A measure that would let Oklahoma voters decide if they want to increase the state’s minimum wage was approved by the Senate Business and Labor Committee today.
“This measure will help those working Oklahomans across the state who struggle to provide for their families instead of relying on government services,” said Sen. Debbe Leftwich, D-Oklahoma City, who chairs the committee. “I believe the people of Oklahoma would overwhelmingly vote to support this common-sense measure to reduce poverty and provide Oklahomans with fair pay for a fair days work.”
Leftwich authored Senate Joint Resolution 49, which would send to a vote of the people a proposal to raise the minimum wage in Oklahoma by 50 cents a year for five years, beginning January 1, 2007. SJR 49 provides that if the federal minimum wage is raised anytime between January 2007 and January 2011, then Oklahoma’s minimum wage would be either the amount voters approved through SJR 49 or the federal wage plus 50 cents, whichever is higher.
More than 40,000 Oklahoma workers were paid at or below the federal minimum wage in 2004, according to the U.S. Department of Labor.
The federal minimum wage was established in 1938 with the enactment of the Fair Labor Standards Act, creating a wage “floor” of 25 cents an hour. The law was intended to protect workers from exploitation and to establish a basic standard of reasonable compensation. But Congress has failed to raise the federal minimum wage since 1997, putting the nation on track to break its previous record of leaving the minimum wage stagnant for nine years during the 1980s.

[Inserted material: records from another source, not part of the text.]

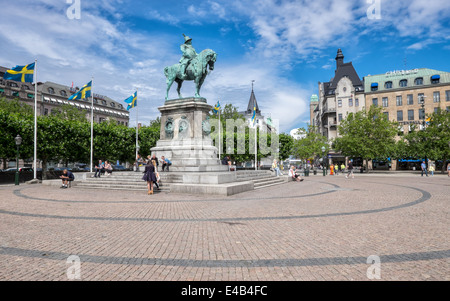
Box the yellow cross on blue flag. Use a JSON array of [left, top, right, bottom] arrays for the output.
[[213, 101, 220, 114], [124, 91, 137, 110], [3, 63, 34, 83], [68, 81, 92, 100], [252, 106, 256, 126]]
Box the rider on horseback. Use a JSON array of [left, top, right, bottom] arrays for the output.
[[180, 33, 197, 80]]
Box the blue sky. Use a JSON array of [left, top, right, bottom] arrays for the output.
[[0, 0, 450, 132]]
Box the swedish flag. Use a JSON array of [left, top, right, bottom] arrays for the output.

Analysis from the Washington D.C.-based Economic Policy Institute (EPI) shows that inflation has eroded the value of the minimum wage until it is now worth just 33 percent of the average hourly wage of American workers, the lowest level since 1949, Leftwich noted. If the federal minimum wage had maintained its 1968 peak value, the current minimum wage would be $8.69 an hour, according to a study by the Institute on Assets and Social Policy at Brandeis University in Massachusetts.
Seventeen states and the District of Columbia have chosen to set their state minimum wage at a level higher than the federal rate of $5.15 an hour. Florida and Nevada achieved minimum wage increases by means of a vote of the people, who supported the measure by overwhelming majorities. A Pew Research Center Poll shows that nationwide, 86 percent of those polled supported raising the federal minimum wage from $5.15 to $6.45 an hour.
A study EPI conducted in 1998 failed to show any systemic, significant job losses associated with the 1996-97 minimum wage increase; in fact, following the last increase the low-wage labor market performed better than it had in decades, with lower unemployment and increased family income, Leftwich said. The average minimum wage earner brings home more than half of his or her family’s weekly earnings, according to EPI.
“Throughout the history of the minimum wage, the voters – not Congress – have taken the lead in providing working families the opportunity to attain a reasonable standard of living and contribute to the state’s economy,” said Leftwich, noting that 16 states already had minimum wage laws on the books for up to 25 years before the federal minimum wage was established. “It’s time the people of Oklahoma were given the opportunity to tell us what they need.”
SJR 49 will next be considered by the full Senate.